On account of the employment, he always needs to change identities, like a master of disguise, a chameleon, in order to protect himself. Nevertheless, not until shadowing John Kwang—a Korean American candidate for New York’s mayoral position—does Henry waver and begin to question his life and himself. Kwang actually becomes a special person. According to John Whittier Treat, Kwang for Henry is a role model who “can admire as well as battle, because Kwang is to all appearances a perfectly assimilated Korean American” (339). Henry also longs to be a well-assimilated American, just as his father wishes him to be. He struggles to learn English well, enters a good university, and marries a white woman and has a lovely
Korean-Caucasian son, all of which help him maintain the image of a model minority
until the demise of his son. The son’s passing away, according to what Lee explains in his interview with Belluck, stands for the end of “a way of thinking about the future,”
compelling Henry into a messy life. Nevertheless, after knowing Kwang, his humanity seems to awake gradually. At the same time, he holds a different view concerning identity.

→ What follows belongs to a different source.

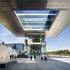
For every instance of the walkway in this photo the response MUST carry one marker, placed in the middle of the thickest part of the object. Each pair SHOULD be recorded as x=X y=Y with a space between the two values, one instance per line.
x=27 y=64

In this chapter, I will dwell on Henry’s query of identity problem and the process of his Bildung. As Tina Chen points out,
Henry experiences as a Korean American whose American birth does not preclude his grappling with linguistic fluency and a cultural legacy of silence; as a man who woos his speech therapist wife without truly
fathoming the mysteries of how to make himself heard and understood; and as a spy whose professional success is predicated upon his ability to
impersonate someone else, to speak a story not his own. (639)
Sandwiched between Korean and American cultures, Henry struggles to be identified as a native, only at the expense of his self. His problem lies in the loss of selfhood.
Accordingly, in the latter part of the chapter, my concern will focus on the influence of linguistic identity to Henry and how he goes through a process of development from his spy assignment and encounter with Kwang.